The code for the script is below or check it out at GitHub.
#!/bin/bash
## Very basic check to see if home network is up.
## First attempt SSH connection to server.
## If this fails, then attempt to ping router.
## Record result of check to logfile.
## If current check status is different than last check status
## sent message to Slack via webhook
## Host and SSH port to check
hName="[HostName]"
port="[Port]"
## Slack Hook and Channel
slackWebHook="https://hooks.slack.com/services/[WebHookLink]"
slackChannel="@[SlackUserName]"
## LogFile to maintain check state.
logFile="/[someLogDirectory/check-home.log"
## Send a color coded message to Slack
function notifySlack () {
status=$1
hostname=$2
result=$3
case "${status}" in
OK)
color="good"
;;
WARNING)
color="warning"
;;
CRITICAL)
color="danger"
;;
*)
color="#909090"
;;
esac
payload="\"attachments\": [{ \"title\": \"${hostname} status is ${status}\", \"text\": \"${result}\", \"color\": \"${color}\" }]"
if [ ! -z "${slackChannel}" ]; then
curl -s -XPOST --data-urlencode "payload={ \"channel\": \"${slackChannel}\", ${payload} }" ${slackWebHook} > /dev/null 2>&1
else
curl -s -XPOST --data-urlencode "payload={ ${payload} }" ${slackWebHook} > /dev/null 2>&1
fi
}
## Get previous status
lastEvent=`tail -1 ${logFile}`
lastStatus=`echo ${lastEvent} | awk '{ print $4 }'`
### First Check Host if SSH is up.
results=`echo QUIT | nc -v -w 5 ${hName} ${port} 2>&1 | grep -v mismatch`
res=`echo ${results} | awk '{print $5}'`
## Check connection status, set to WARNING if this fails
if [ "${res}" != "open" ]; then
echo `date +"%h %d %T"` WARNING $results >> ${logFile}
status="WARNING"
## Try pinging host
results2=`ping -c 5 ${hName} | grep packets`
percent=`echo ${results2} | awk '{ print $6 }' | sed -e 's/\%//'`
if [ "${percent}" -gt 0 ]; then
echo `date +"%h %d %T"` CRITICAL $results2 >> ${logFile}
status="CRITICAL"
fi
else
## Otherwise we are okay
echo `date +"%h %d %T"` OK $results >> ${logFile}
status="OK"
fi
## Do we notify Slack?
if [ "${status}" != "${lastStatus}" ]; then
results=`tail -1 ${logFile}`
notifySlack "${status}" "${hName}" "${results}"
fi
The script is run simply through cron and I have it scheduled to run every 2 minutes from a machine outside my home network.

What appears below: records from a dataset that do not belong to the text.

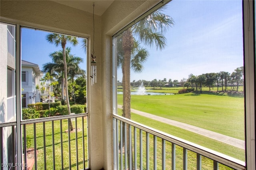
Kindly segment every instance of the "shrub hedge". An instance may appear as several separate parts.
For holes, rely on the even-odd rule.
[[[40,117],[39,112],[34,108],[22,109],[22,120],[37,119]]]
[[[58,106],[61,105],[60,102],[58,102],[55,103],[50,103],[50,108],[56,108]],[[37,102],[35,104],[28,104],[28,107],[34,107],[36,111],[39,111],[42,110],[48,110],[49,109],[49,103]]]
[[[46,104],[48,105],[49,104]],[[40,117],[47,117],[49,116],[68,115],[68,114],[67,105],[56,105],[55,106],[57,106],[56,108],[51,107],[50,110],[48,109],[47,110],[37,110],[39,108],[43,108],[43,105],[38,104],[37,105],[30,104],[29,107],[23,108],[22,111],[22,119],[26,120]],[[48,107],[48,105],[47,105],[47,106]],[[47,108],[48,108],[47,107]],[[85,113],[86,111],[86,105],[79,104],[71,105],[70,106],[70,111],[71,113],[74,113],[75,114]]]
[[[193,92],[194,90],[194,88],[184,88],[183,89],[180,90],[179,90],[179,94],[183,94],[183,93],[189,93],[190,92]]]
[[[60,105],[57,107],[58,112],[60,115],[68,115],[68,107],[67,105]],[[77,104],[70,106],[70,112],[75,114],[84,113],[84,105]]]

For myself, I don’t have the script post to a channel, but rather it sends a direct message. Then in my Slack notification settings, I make sure it sends a push notification for direct messages and for certain words/phrases.

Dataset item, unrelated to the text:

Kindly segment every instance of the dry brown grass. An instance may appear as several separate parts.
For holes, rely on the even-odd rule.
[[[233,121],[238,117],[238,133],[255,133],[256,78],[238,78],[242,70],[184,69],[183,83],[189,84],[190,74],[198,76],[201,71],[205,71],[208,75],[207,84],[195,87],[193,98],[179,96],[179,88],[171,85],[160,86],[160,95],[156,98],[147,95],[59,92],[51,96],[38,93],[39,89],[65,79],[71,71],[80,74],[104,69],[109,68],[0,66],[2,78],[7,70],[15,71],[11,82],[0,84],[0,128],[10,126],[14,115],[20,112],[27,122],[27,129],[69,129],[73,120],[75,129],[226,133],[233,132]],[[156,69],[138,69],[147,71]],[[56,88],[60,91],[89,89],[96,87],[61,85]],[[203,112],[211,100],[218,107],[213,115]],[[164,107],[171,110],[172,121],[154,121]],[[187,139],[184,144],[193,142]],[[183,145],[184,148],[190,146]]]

In the above, the system alerted when its SSH check against my home machine failed. I only consider this a warning as the overall network could still be okay. The logic flow dictates, that if the SSH fails, then it attempts to ping the router. The below shows an alert and recovery related to the WAN interface dropping off the Internet.
Overall, it works pretty well. Using a script and cron is pretty rudimentary monitoring, but it accomplished the basic need. These alerts have allowed me to narrow down my search through the logs from my home router to track down its problems.